Last week, influential indie-rock label Captured Tracks announced a massive reissue campaign of records from the Flying Nun catalog, itself one of the most influential indie-rock labels of all-time. Through acts such as the Clean, Tall Dwarfs, the Chills, and the Verlaines, the New Zealand label inspired an entire generation of underground musicians, some as legendary as Stephen Malkmus, Jeff Mangum and Jay Reatard. While Captured Tracks prepares for a double-LP compilation from Toy Love (featuring Chris Knox, who enjoyed a fruitful solo career after the dissolution of Tall Dwarfs), today we salute five top-of-the-line contemporary indie bands bringing the influence of Flying Nun well into the 21st Century.

1. Crystal Stilts

As one of Brooklyn’s premier psych-pop bands, Crystal Stilts had been singing the praises of Flying Nun since the beginning of their career, back when their contemporaries were merely dusting off their C-86 cassettes. After forming in 2005 and finally capturing national attention three years later with their self-titled demo collection and debut album Alight of Night (Slumberland), their wide-eyed, major-key clangor was so undeniable even Flying Nun stalwarts the Clean brought them along on tour. It’s easy to see why: Even with lead singer Brad Hargett’s morose baritone -- probably most suited for Factory than any other label you can immediately reference -- the Stilts are lush and expansive, easily sculpting a widescreen version of the kind of music Flying Nun brought to the world.

2. Times New Viking

There’s far more that links Columbus, Ohio’s greatest-ever band to the historic Dunedin Sound (or kiwi-rock, if you prefer) than Jared Phillips’ harsh-but-jangly guitars and Beth Murphy’s chintzy, Farfisa Organ-sounding keyboards -- though it’s true that without them, Times New Viking would sound much more like DIY legends Swell Maps or Desperate Bicycles. But TNV employ many of the same songwriting tricks that made the bands on Flying Nun easy to obsess over; their tunes are propulsive, brief, uncomplicated, and most importantly, hopelessly catchy.

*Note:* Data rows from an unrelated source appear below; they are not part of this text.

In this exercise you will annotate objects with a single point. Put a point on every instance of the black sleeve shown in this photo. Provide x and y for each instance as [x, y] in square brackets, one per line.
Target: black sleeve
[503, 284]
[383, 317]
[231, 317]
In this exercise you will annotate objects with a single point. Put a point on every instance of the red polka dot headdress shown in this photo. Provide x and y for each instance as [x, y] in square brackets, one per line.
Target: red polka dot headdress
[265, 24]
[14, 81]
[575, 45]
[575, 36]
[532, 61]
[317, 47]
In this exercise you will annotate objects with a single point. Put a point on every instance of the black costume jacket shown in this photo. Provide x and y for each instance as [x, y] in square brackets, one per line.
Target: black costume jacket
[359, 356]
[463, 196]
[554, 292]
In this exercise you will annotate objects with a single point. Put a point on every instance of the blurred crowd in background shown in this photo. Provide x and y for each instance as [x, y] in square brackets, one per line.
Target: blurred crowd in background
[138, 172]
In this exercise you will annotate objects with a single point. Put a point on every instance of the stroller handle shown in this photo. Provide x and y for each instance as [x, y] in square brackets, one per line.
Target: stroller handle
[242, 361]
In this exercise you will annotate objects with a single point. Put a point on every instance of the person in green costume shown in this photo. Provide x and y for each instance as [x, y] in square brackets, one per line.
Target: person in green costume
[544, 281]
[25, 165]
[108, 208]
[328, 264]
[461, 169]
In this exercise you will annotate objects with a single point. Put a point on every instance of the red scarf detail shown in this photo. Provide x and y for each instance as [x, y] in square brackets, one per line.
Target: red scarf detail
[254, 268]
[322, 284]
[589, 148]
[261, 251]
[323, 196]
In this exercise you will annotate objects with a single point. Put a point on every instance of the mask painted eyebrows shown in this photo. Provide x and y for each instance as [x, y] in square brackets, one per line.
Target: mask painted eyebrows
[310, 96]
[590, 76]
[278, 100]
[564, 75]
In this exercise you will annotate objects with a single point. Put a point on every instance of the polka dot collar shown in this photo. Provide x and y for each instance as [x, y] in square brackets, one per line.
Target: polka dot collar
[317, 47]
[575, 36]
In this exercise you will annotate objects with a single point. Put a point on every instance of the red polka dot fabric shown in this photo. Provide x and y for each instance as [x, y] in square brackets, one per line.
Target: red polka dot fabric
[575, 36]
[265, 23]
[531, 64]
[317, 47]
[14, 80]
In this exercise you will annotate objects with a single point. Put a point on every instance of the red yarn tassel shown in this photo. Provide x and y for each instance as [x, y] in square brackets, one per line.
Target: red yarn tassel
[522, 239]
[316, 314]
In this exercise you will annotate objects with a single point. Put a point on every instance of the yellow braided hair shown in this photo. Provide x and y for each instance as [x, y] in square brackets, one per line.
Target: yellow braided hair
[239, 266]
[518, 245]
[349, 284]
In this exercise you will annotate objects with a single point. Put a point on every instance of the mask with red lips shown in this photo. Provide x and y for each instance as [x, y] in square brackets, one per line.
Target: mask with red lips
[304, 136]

The fact that a great many of these songs are buried in layers of confrontational static makes them a perfect fit for the noisier cross-section of less-heralded Flying Nun bands.

3. Twerps

Out of the bands currently basking in the influence of Flying Nun -- on this list and beyond -- few, if any, of them are as profoundly obeisant of the label’s benchmark groups as Twerps. Hailing from Melbourne, Australia -- closer north to Flying Nun headquarters than most of the places their records get shipped to -- Twerps specialize in loosey-goosey drums, lyrics delivered so off-the-cuff they sound entirely improvised, and guitars as addictive as they are high-flying (pun intended), all key traits of the label’s most celebrated bands. In fact, if you can listen to “Coast to Coast” or “Jam Song” passively and not mistake it for something off of an early-’80s Clean single, your frame-of-reference is surely wider than that of most people.

4. Brilliant Colors

It would be just as easy to categorize San Francisco’s Brilliant Colors as a twee-punk band -- frontwoman Jess Scott’s girlish alto could have been pulled anywhere from the catalogs of Postcard or Sarah Records -- but then those trebly, overdriven guitars push the speakers into the red and you’re instantly reminded of the Clean’s “Count to Ten” or “Art School.” And just like early efforts from the Verlaines and the Chills, brevity’s the word here: Throughout Brilliant Colors’ two Slumberland-released efforts, there are only three songs that run past the three-minute mark.

5. The UV Race

As the Flying Nun Wikipedia entry will tell you, when Australian radio titan Triple J listed their thirty-greatest New Zealand acts of all-time, a staggering two-thirds of that list were artists who had, at one point or another, been signed to Flying Nun. Just like their Melbourne peers in Twerps and Eddy Current Suppression Ring, it’s incredibly likely the members of the UV Race grew up listening to the core stable of Flying Nun acts, as they’ve forged as sound as irreverent as vintage Tall Dwarfs. Though their new album, Racism (In the Red) skirts toward the punkier sound of Flying Nun -- think Toy Love and the Dead C -- their fun streak as just as prevalent as their sometimes-aggressive freakouts, proof positive of Flying Nun’s versatility.